Tão forte quanto isso é o impacto do estresse da mãe na formação de toda a rede de neurônios do bebê. “As experiências emocionais da mulher durante a gestação ajudam a moldar a arquitetura do cérebro do bebê. Isso, a longo prazo, vai afetar a capacidade de aprendizagem, o comportamento e a saúde mental da criança”, considera a psicóloga Maria Tereza Maldonado, autora do livro “Nós Estamos Grávidos”.
Um dos assuntos que mais interessam aos pesquisadores nessa área de investigação é entender melhor como o estresse materno pode predispor o bebê a maior chance de vir a sofrer de depressão quando adulto – situação que começa a ser apontada em alguns trabalhos. Um deles foi realizado, em animais, na Escola de Farmácia da Hebrew University of Jerusalem. Nos seus experimentos, os cientistas observaram que as cobaias submetidas a ambientes estressantes (ouviam sons irritantes em períodos alternados) tiveram filhotes que, quando adultos, demonstraram alguns prejuízos importantes: tinham debilitada sua capacidade de aprendizado e de memória, apresentavam menor habilidade de lidar com situações adversas e manifestavam sintomas de ansiedade e de depressão.
Na Inglaterra, pesquisadores do Imperial College of London chegaram inclusive a montar, no ano passado, uma exposição dirigida a pais para informá-los sobre a conexão. O objetivo era deixar bem claro que o estresse da gestante pode ter um impacto tão sério a ponto de alterar o desenvolvimento cerebral da criança, deixando-a suscetível à enfermidade.

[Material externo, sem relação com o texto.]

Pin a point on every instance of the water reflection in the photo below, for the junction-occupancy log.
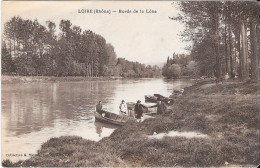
(32, 113)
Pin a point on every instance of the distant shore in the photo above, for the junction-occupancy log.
(225, 114)
(29, 79)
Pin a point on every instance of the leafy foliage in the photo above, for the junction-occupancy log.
(30, 48)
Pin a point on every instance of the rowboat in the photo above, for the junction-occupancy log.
(151, 99)
(112, 118)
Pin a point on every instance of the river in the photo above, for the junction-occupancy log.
(32, 113)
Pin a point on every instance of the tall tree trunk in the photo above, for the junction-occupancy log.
(218, 59)
(254, 53)
(231, 62)
(244, 53)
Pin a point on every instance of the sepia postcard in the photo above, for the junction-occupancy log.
(130, 83)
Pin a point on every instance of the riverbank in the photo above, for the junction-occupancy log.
(228, 114)
(29, 79)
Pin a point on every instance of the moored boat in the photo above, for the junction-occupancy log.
(112, 118)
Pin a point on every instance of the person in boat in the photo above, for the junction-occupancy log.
(161, 106)
(99, 107)
(123, 107)
(138, 110)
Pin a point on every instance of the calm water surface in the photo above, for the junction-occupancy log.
(32, 113)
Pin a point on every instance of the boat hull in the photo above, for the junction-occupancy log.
(112, 118)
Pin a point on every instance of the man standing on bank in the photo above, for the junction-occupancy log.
(138, 110)
(99, 107)
(123, 107)
(161, 106)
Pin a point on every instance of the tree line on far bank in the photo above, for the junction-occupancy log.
(32, 49)
(225, 39)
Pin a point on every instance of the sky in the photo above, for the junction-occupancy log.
(144, 37)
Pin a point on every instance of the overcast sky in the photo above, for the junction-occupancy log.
(146, 38)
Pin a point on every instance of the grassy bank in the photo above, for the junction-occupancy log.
(28, 79)
(228, 113)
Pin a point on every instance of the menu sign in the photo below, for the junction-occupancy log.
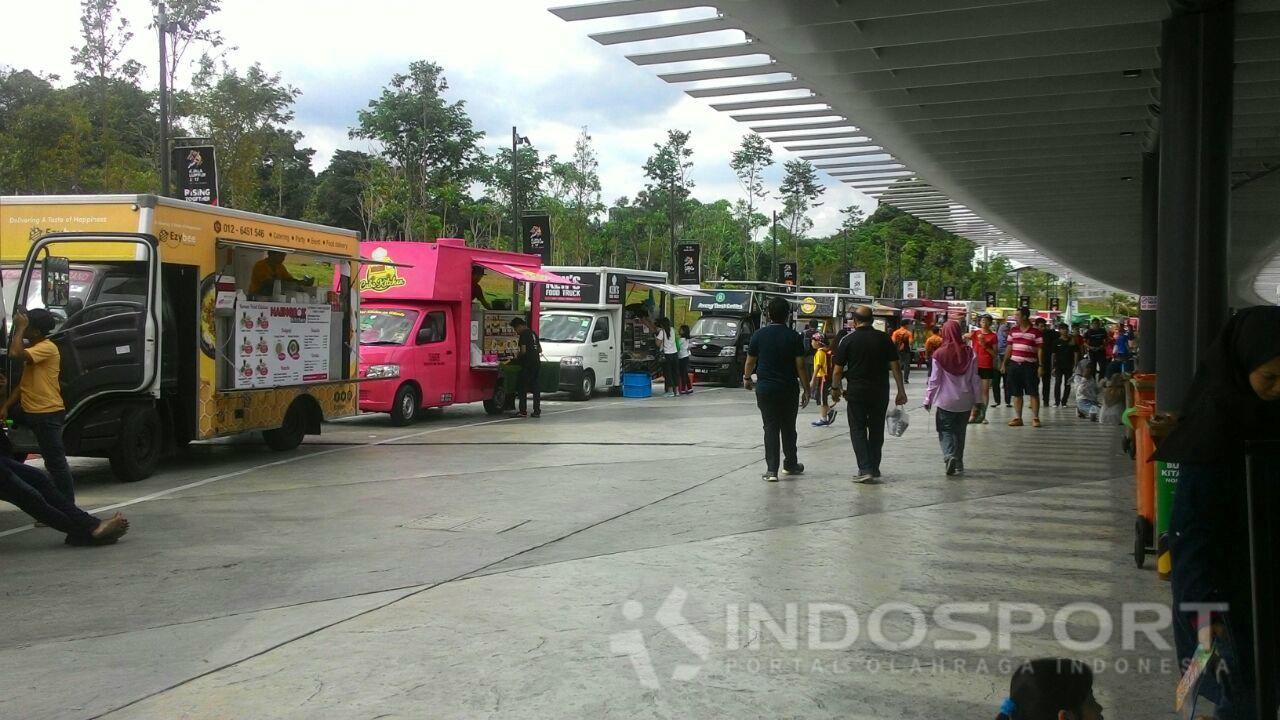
(586, 292)
(279, 343)
(197, 173)
(722, 301)
(615, 288)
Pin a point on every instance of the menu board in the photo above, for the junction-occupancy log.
(279, 343)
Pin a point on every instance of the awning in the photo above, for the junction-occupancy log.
(680, 291)
(526, 274)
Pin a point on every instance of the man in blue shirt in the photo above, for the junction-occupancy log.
(776, 356)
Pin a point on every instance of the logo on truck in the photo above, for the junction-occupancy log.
(380, 278)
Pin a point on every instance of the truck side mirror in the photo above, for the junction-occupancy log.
(55, 286)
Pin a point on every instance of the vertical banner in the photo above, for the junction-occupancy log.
(690, 264)
(536, 231)
(787, 274)
(196, 171)
(858, 282)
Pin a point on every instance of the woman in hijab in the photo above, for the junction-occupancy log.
(1234, 400)
(955, 388)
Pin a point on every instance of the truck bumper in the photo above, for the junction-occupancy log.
(378, 396)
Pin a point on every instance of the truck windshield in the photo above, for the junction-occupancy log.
(714, 327)
(380, 326)
(565, 328)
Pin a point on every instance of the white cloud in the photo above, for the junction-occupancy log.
(511, 60)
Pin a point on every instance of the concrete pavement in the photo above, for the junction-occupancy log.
(553, 568)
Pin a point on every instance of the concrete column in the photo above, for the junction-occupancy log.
(1147, 320)
(1194, 188)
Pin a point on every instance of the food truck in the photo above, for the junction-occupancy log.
(425, 337)
(721, 335)
(595, 329)
(181, 322)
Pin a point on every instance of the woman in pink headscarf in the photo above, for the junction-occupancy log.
(954, 388)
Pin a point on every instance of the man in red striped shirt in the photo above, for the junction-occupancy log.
(1023, 367)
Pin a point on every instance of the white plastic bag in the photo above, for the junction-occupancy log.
(896, 422)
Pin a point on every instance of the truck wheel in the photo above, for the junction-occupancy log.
(291, 432)
(498, 402)
(586, 387)
(137, 452)
(405, 406)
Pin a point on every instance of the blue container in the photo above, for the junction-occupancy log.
(636, 384)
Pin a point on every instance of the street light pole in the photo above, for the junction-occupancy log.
(161, 30)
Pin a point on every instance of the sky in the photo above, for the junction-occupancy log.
(510, 60)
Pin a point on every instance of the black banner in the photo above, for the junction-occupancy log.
(196, 171)
(536, 231)
(586, 292)
(690, 264)
(722, 301)
(787, 274)
(616, 288)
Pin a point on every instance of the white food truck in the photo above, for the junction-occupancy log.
(602, 327)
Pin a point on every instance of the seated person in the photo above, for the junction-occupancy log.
(270, 269)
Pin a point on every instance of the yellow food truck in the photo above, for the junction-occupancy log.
(181, 322)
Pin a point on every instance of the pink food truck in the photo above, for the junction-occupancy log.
(429, 332)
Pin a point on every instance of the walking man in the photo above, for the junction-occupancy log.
(865, 358)
(529, 352)
(1024, 365)
(776, 359)
(903, 340)
(39, 393)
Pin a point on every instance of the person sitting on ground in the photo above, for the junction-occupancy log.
(955, 390)
(822, 379)
(1088, 406)
(1051, 689)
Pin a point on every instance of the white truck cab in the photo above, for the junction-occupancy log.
(600, 328)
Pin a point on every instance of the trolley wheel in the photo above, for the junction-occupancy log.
(137, 452)
(1141, 531)
(405, 406)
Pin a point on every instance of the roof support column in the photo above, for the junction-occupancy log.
(1194, 190)
(1147, 282)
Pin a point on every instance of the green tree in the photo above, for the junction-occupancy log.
(430, 140)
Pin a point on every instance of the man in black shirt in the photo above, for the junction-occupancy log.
(864, 359)
(776, 356)
(529, 354)
(1096, 340)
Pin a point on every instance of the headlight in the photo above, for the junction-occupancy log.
(382, 372)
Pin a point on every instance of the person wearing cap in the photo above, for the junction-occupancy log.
(822, 379)
(39, 395)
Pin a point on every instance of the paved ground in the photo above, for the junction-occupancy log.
(616, 559)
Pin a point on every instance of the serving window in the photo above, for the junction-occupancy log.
(279, 318)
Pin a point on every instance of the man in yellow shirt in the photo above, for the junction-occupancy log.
(39, 392)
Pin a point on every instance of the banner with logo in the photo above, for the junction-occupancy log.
(858, 282)
(787, 273)
(536, 231)
(690, 264)
(196, 171)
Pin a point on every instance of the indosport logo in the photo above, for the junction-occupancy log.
(380, 278)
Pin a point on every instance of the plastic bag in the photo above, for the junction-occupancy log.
(896, 422)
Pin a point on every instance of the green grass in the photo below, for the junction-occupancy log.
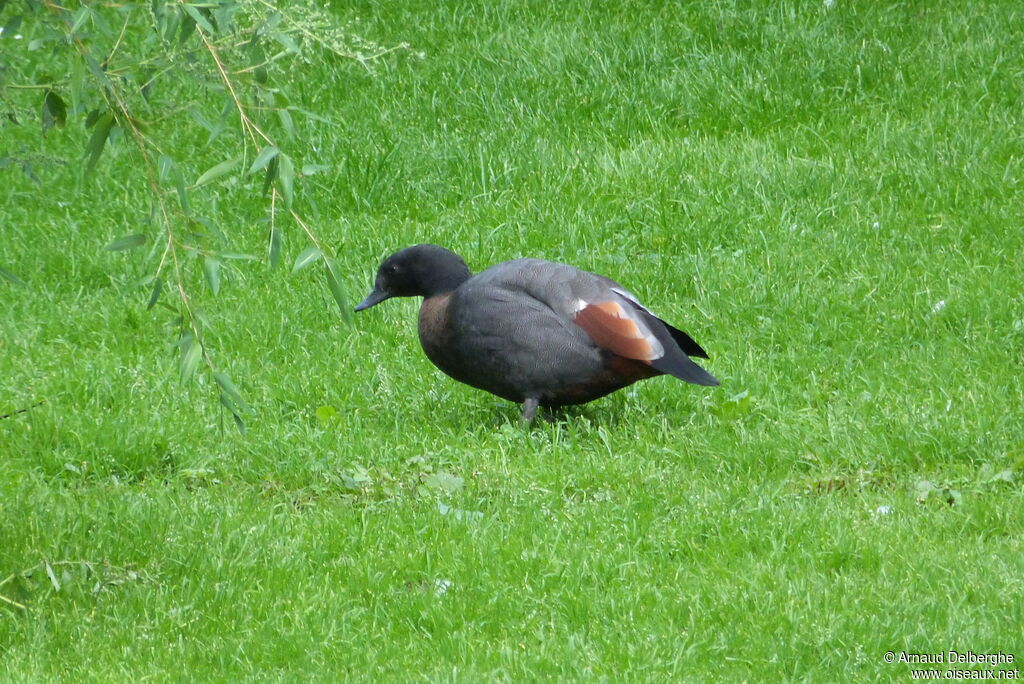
(798, 185)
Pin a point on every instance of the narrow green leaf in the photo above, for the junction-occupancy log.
(308, 255)
(158, 287)
(217, 171)
(211, 268)
(286, 122)
(94, 147)
(271, 174)
(276, 239)
(200, 19)
(54, 111)
(338, 288)
(190, 356)
(286, 174)
(263, 158)
(52, 575)
(126, 243)
(7, 275)
(164, 166)
(179, 185)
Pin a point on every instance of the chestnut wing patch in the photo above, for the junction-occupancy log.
(611, 328)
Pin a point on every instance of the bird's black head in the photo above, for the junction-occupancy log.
(422, 270)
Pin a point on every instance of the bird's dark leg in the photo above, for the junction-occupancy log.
(528, 410)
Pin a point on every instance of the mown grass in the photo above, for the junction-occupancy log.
(827, 197)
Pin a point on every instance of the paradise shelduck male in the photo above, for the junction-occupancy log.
(531, 331)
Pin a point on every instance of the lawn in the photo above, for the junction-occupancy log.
(827, 196)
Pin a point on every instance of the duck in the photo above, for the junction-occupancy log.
(535, 332)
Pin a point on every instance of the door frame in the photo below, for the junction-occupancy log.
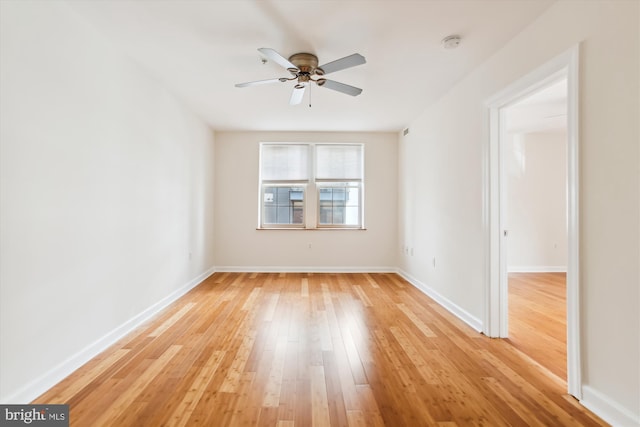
(495, 320)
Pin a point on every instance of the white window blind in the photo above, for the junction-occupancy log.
(343, 162)
(285, 162)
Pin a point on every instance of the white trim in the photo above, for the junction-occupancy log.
(302, 269)
(43, 383)
(449, 305)
(537, 269)
(565, 65)
(608, 409)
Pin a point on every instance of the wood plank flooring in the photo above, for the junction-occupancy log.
(538, 318)
(298, 349)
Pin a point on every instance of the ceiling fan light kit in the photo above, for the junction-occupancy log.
(304, 67)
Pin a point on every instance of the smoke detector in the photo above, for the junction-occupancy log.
(451, 42)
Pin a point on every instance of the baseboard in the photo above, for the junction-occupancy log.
(537, 269)
(453, 308)
(607, 409)
(40, 385)
(302, 269)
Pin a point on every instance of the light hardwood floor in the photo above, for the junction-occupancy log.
(313, 350)
(538, 318)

No entanto, muita coisa ainda precisa ser descoberta sobre como se dá esse tipo de interação. Parte da resposta estaria na exposição do feto aos hormônios desbalanceados da mãe. Sob condições de tensão constante, todos nós produzimos quantidades excessivas do hormônio cortisol, inclusive a gestante. E o excedente passaria através da placenta e chegaria ao feto, provocando mudanças na sua rede neuronal que podem estar associadas ao surgimento da depressão na vida adulta.
Todas essas descobertas têm reforçado a importância do pré-natal como um período fundamental para garantir a saúde futura do bebê que está sendo gerado. De acordo com o ginecologista Nilson Melo, presidente da Federação Brasileira de Ginecologia e Obstetrícia, o mínimo necessário são sete consultas, distribuídas do primeiro ao nono mês. “É o melhor investimento na dupla mamãe-bebê e na saúde das futuras gerações”, diz o especialista.